Sous une nuée de drapeaux libanais, les manifestants crient "Révolution, révolution" ou "le peuple veut la chute du régime", slogans phares du Printemps arabe.
A Beyrouth, Zalfa Aboukaïs, 27 ans, accroche les noms de députés et ministres sur des barbelés. "Des voleurs", dit-elle. "Je manifeste contre des voyous qui sont au pouvoir depuis 30 ans".
Depuis la fin de la guerre civile (1975-1990), la classe politique, quasi inchangée, est accusée d'affairisme dans un pays aux infrastructures en déliquescence -pénurie chronique d'électricité et d'eau potable- et où la vie est chère.
"Tous veut dire tous"
Dimanche, pourrait voir les plus gros rassemblements, à la veille de l'expiration d'un ultimatum fixé par le Premier ministre Saad Hariri pour avoir l'approbation définitive des membres de sa coalition gouvernementale minée par les divisions à un plan de réformes.
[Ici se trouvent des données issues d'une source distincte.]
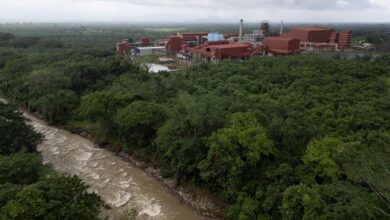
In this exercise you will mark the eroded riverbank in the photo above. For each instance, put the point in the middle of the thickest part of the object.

M. Hariri avait insinué qu'il pourrait démissionner s'il ne réussit pas à faire passer ses réformes. Sa coalition est dominée par le camp du président Michel Aoun et de ses alliés dont le Hezbollah, opposés à une démission de M. Hariri.
Allié de M. Hariri, le parti des Forces Libanaises a lui annoncé samedi la démission de ses quatre ministres, une initiative accueillie dans la liesse par les manifestants.
Mais le slogan "Tous veut dire Tous" a été aussitôt crié, pour dire leur exigence d'un départ de toute la classe politique.
Dans le centre-ville de Beyrouth, siège du gouvernement, devenu le centre névralgique de la contestation, des volontaires ont nettoyé les rues dimanche, munis de grands sacs bleus.
"Nous comprenons la douleur des gens, nous voulons un Liban non corrompu et des solutions, mais aussi un pays propre", a déclaré l'un d'eux.
Aux alentours, on pouvait lire sur des murs: "Le Liban est au peuple" ou "La patrie pour les riches, le patriotisme pour les pauvres".
Je suis ici pour faire tomber les hommes du président et son gouvernement corrompus", a affirmé Sanaa Mallah, 40 ans. "Il nous faut des dirigeants qui travaillent pour l'intérêt du peuple, et non pas pour une communauté confessionnelle ou un parti politique".
"Nous ne voulons plus que des gens aient à supplier pour obtenir leurs droits légitimes et des services que l'Etat est censé leur prodiguer", a déclaré, une autre manifestante, Dani Mourtada, 26 ans.
Musique, danse, chants
Samedi et dans la nuit, les manifestations ont rassemblé dans une ambiance festive des dizaines de milliers de personnes à travers le pays.
A Tripoli, une ville pourtant conservatrice, la foule massée place al-Nour a dansé tard samedi soir au rythme d'une musique animée par un DJ et diffusée via haut-parleurs. Ailleurs dans le pays, des manifestants ont dansé et chanté.
Des pneus ont été incendiés et des routes bloquées mais il n'y a pas eu de heurts avec les forces de sécurité samedi.
Fait aussi rare que marquant, la contestation a gagné des fiefs du Hezbollah et du mouvement Amal, deux poids lourds de la politique libanaise.
Fermées depuis vendredi, les banques n'ouvriront pas non plus lundi, selon l'agence nationale d'information (ANI).
Les Libanais expriment leur ras-le-bol face à des conditions de vie de plus en plus difficiles alors que la crise économique s'aggrave dans un pays classé 138e sur 180 dans l'indice de perception de la corruption de Transparency International.
Plus du quart de la population vit sous le seuil de pauvreté selon la Banque Mondiale, alors que la dette publique culmine à plus de 86 milliards de dollars, soit plus de 150% du PIB.